Une opération plus ambitieuse que celle du Cameroun, mais plus onéreuse

Le Cameroun a également levé des fonds sur les marchés internationaux, mais avec des conditions différentes : deux années de grâce et un swap dollar-euro, réduisant le coût effectif à 7,79 % en euros. À ce stade, le coupon gabonais de 9,375 % reste plus élevé, bien que la comparaison soit incomplète sans connaître le rendement effectif de l’opération gabonaise.

Pour Libreville, le principal succès réside dans l’ampleur des fonds mobilisés, l’allongement de la maturité et l’absence de refinancement simultané.
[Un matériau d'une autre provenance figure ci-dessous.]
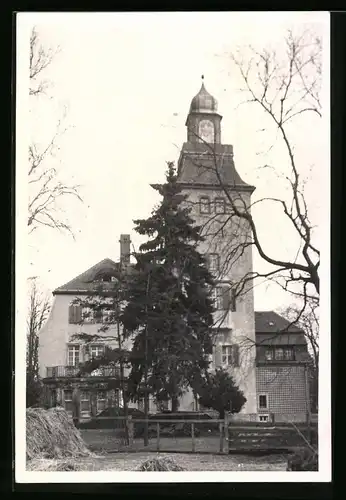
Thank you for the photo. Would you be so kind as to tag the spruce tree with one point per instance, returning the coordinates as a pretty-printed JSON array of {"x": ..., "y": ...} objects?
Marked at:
[{"x": 169, "y": 306}]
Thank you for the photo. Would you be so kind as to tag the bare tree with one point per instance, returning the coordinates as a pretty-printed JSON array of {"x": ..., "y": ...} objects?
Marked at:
[
  {"x": 39, "y": 308},
  {"x": 309, "y": 323},
  {"x": 284, "y": 88},
  {"x": 46, "y": 189}
]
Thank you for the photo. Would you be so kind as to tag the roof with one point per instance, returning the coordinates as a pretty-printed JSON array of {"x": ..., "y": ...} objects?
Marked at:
[
  {"x": 85, "y": 282},
  {"x": 203, "y": 102},
  {"x": 196, "y": 166},
  {"x": 271, "y": 322},
  {"x": 269, "y": 325}
]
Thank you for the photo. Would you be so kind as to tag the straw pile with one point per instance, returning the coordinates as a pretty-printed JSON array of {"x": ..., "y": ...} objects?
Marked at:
[
  {"x": 51, "y": 434},
  {"x": 50, "y": 465},
  {"x": 160, "y": 464}
]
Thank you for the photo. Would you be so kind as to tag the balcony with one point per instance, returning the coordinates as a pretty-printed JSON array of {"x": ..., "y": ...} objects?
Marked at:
[{"x": 73, "y": 371}]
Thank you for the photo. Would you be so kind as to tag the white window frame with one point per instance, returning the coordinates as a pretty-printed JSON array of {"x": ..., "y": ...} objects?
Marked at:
[
  {"x": 74, "y": 348},
  {"x": 275, "y": 354},
  {"x": 217, "y": 296},
  {"x": 84, "y": 412},
  {"x": 265, "y": 417},
  {"x": 204, "y": 205},
  {"x": 271, "y": 350},
  {"x": 214, "y": 262},
  {"x": 96, "y": 346},
  {"x": 220, "y": 202},
  {"x": 101, "y": 399},
  {"x": 267, "y": 401},
  {"x": 229, "y": 355},
  {"x": 69, "y": 412},
  {"x": 290, "y": 349},
  {"x": 90, "y": 318},
  {"x": 107, "y": 314}
]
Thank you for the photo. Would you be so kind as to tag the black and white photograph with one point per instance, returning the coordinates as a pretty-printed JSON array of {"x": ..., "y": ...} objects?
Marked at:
[{"x": 172, "y": 247}]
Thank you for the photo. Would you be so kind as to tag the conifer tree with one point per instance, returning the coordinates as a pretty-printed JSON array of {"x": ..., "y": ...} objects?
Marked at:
[{"x": 169, "y": 306}]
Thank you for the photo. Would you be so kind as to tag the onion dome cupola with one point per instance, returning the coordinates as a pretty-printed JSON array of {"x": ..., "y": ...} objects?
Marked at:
[
  {"x": 203, "y": 102},
  {"x": 203, "y": 121}
]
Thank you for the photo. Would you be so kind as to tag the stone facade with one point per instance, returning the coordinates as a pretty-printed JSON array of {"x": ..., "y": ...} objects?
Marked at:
[{"x": 286, "y": 391}]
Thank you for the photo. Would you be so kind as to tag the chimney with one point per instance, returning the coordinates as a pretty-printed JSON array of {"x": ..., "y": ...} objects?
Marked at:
[{"x": 125, "y": 243}]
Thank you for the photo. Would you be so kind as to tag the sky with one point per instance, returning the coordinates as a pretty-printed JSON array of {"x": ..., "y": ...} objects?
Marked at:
[{"x": 127, "y": 81}]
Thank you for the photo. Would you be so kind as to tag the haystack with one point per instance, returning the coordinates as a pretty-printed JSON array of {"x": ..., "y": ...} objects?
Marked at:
[
  {"x": 160, "y": 464},
  {"x": 52, "y": 465},
  {"x": 51, "y": 434}
]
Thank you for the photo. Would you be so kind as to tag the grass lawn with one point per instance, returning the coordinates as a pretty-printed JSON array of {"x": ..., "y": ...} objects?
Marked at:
[{"x": 123, "y": 461}]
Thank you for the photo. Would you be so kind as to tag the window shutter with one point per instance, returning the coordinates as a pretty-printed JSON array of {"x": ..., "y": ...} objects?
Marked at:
[
  {"x": 233, "y": 301},
  {"x": 218, "y": 356},
  {"x": 78, "y": 314},
  {"x": 71, "y": 314},
  {"x": 235, "y": 354},
  {"x": 226, "y": 298}
]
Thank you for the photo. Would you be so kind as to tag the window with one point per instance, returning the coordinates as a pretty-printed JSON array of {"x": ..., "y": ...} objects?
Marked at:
[
  {"x": 262, "y": 401},
  {"x": 107, "y": 315},
  {"x": 73, "y": 355},
  {"x": 85, "y": 402},
  {"x": 204, "y": 205},
  {"x": 269, "y": 356},
  {"x": 101, "y": 401},
  {"x": 230, "y": 355},
  {"x": 214, "y": 262},
  {"x": 96, "y": 351},
  {"x": 88, "y": 315},
  {"x": 68, "y": 401},
  {"x": 74, "y": 314},
  {"x": 220, "y": 206},
  {"x": 217, "y": 295},
  {"x": 279, "y": 354},
  {"x": 288, "y": 353},
  {"x": 233, "y": 301}
]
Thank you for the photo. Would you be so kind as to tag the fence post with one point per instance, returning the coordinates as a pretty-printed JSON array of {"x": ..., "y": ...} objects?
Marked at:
[
  {"x": 130, "y": 430},
  {"x": 158, "y": 436},
  {"x": 221, "y": 437},
  {"x": 226, "y": 425},
  {"x": 193, "y": 436}
]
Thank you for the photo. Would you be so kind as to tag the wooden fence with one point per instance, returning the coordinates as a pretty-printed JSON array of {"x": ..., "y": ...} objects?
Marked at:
[{"x": 229, "y": 437}]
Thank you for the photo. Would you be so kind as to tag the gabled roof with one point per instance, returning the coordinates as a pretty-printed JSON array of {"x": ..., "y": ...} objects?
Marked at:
[
  {"x": 196, "y": 167},
  {"x": 271, "y": 322},
  {"x": 87, "y": 281},
  {"x": 273, "y": 329}
]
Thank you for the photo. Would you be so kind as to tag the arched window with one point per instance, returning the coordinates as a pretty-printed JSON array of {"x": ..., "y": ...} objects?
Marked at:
[
  {"x": 204, "y": 205},
  {"x": 74, "y": 313},
  {"x": 220, "y": 205}
]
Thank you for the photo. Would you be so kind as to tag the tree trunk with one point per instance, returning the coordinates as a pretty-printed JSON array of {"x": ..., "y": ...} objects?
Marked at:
[{"x": 175, "y": 404}]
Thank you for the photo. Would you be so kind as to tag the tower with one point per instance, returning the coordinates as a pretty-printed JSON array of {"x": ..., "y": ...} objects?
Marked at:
[{"x": 207, "y": 175}]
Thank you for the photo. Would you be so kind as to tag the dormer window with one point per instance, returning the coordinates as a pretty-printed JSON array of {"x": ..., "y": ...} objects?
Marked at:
[
  {"x": 220, "y": 206},
  {"x": 204, "y": 205},
  {"x": 213, "y": 262}
]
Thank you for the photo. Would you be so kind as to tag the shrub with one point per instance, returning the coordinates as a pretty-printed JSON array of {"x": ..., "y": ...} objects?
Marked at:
[
  {"x": 161, "y": 464},
  {"x": 303, "y": 459}
]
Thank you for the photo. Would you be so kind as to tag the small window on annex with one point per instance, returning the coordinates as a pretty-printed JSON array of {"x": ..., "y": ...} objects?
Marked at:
[
  {"x": 204, "y": 205},
  {"x": 73, "y": 355},
  {"x": 220, "y": 206},
  {"x": 262, "y": 401}
]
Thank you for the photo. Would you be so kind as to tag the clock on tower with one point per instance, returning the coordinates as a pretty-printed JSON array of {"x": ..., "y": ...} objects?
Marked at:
[{"x": 206, "y": 131}]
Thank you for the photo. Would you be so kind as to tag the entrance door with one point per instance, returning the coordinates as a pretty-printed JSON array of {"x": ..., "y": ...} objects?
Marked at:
[{"x": 85, "y": 404}]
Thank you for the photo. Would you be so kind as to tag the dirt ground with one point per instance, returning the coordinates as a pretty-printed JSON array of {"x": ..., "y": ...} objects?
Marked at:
[{"x": 192, "y": 462}]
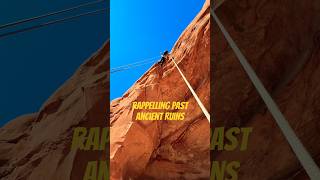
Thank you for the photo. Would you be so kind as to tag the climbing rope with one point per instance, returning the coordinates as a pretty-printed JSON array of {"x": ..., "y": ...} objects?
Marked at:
[
  {"x": 304, "y": 157},
  {"x": 4, "y": 35},
  {"x": 50, "y": 14},
  {"x": 204, "y": 110}
]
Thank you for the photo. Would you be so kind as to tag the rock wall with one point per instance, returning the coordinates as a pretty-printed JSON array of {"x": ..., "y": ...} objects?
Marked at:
[{"x": 37, "y": 146}]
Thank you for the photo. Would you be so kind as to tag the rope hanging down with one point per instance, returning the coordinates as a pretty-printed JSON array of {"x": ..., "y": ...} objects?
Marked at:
[
  {"x": 4, "y": 35},
  {"x": 133, "y": 65},
  {"x": 304, "y": 157},
  {"x": 204, "y": 110},
  {"x": 50, "y": 14}
]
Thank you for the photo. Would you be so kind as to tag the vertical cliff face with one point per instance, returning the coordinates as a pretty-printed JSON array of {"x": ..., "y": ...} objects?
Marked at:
[
  {"x": 281, "y": 41},
  {"x": 37, "y": 146},
  {"x": 163, "y": 149}
]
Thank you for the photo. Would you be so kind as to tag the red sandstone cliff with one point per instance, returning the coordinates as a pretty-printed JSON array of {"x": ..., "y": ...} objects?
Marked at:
[
  {"x": 37, "y": 146},
  {"x": 163, "y": 149},
  {"x": 281, "y": 41}
]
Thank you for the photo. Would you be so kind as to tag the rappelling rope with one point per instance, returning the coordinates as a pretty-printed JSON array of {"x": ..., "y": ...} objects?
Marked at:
[
  {"x": 50, "y": 14},
  {"x": 303, "y": 155},
  {"x": 4, "y": 35},
  {"x": 133, "y": 65},
  {"x": 204, "y": 110}
]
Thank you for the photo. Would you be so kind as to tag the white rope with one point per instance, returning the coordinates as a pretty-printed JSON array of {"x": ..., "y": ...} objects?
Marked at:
[
  {"x": 204, "y": 110},
  {"x": 303, "y": 155}
]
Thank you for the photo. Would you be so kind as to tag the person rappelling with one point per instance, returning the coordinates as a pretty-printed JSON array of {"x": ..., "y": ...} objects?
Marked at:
[{"x": 164, "y": 57}]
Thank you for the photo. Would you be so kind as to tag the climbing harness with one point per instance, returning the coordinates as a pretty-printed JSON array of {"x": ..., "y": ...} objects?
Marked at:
[
  {"x": 302, "y": 154},
  {"x": 204, "y": 110}
]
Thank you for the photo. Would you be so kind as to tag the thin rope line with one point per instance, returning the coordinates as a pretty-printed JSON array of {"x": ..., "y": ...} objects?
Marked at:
[
  {"x": 49, "y": 14},
  {"x": 302, "y": 154},
  {"x": 50, "y": 23}
]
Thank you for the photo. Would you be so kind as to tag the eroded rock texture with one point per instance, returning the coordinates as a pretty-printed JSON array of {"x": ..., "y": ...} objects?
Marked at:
[
  {"x": 37, "y": 146},
  {"x": 162, "y": 149},
  {"x": 281, "y": 41}
]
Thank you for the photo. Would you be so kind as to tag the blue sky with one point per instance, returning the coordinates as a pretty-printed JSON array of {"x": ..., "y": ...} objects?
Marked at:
[
  {"x": 34, "y": 64},
  {"x": 142, "y": 29}
]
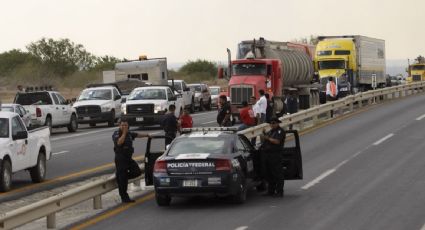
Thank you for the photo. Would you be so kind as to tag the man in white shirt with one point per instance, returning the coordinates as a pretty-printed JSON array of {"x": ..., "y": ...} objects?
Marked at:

La baisse du coupon est marginale et ne compense pas encore pleinement la prime de risque exigée par les investisseurs.

Moody’s maintient une pression constante sur le Gabon

Cette émission intervient peu après la décision de Moody’s de maintenir la note souveraine du Gabon à « Caa2 », tout en abaissant sa perspective de « stable » à « négative ». L’agence souligne les besoins importants de financement, l’accès limité aux ressources financières et le risque de nouvelles restructurations de dette.

Le coupon de 9,375 % révèle ainsi que, malgré le succès commercial de l’opération, les investisseurs continuent d’exiger une rémunération élevée pour couvrir le risque gabonais.

Un financement dédié aux investissements et aux arriérés

Le gouvernement gabonais précise que les fonds levés serviront à financer des projets d’investissement publics ainsi qu’à régler des arriérés, principalement des engagements commerciaux extérieurs et multilatéraux. Aucun remboursement de créances locales n’est mentionné dans la documentation.

Cette levée représente près de 61 % du plafond d’endettement autorisé par la loi de finances rectificative du 17 juillet 2026, qui fixe ce plafond à 857,9 milliards de FCFA (environ 1,5 milliard de dollars). Libreville conserve donc une marge de manœuvre théorique d’environ 580 millions de dollars, sans annonce d’une nouvelle émission pour l’instant.

Un signal adressé aux marchés et au FMI

Préparée avec la publication d’un prospectus préliminaire le 27 juillet et pilotée par le ministre des Finances Thierry Minko, cette opération envoie un message fort aux marchés internationaux. Le gouvernement y voit la preuve d’une confiance renouvelée dans sa signature et dans la trajectoire des réformes engagées.

Cette dynamique pourrait être renforcée par la conclusion attendue d’un accord avec le Fonds monétaire international (FMI). Les discussions techniques sont en cours, avec une mission du FMI prévue à Libreville en septembre 2026 pour finaliser un programme économique et financier d’ici la fin de l’année.

Malgré ce succès commercial, le Gabon reste confronté à une réalité persistante : l’accès aux marchés internationaux, bien que rétabli, s’obtient au prix d’une prime de risque toujours élevée.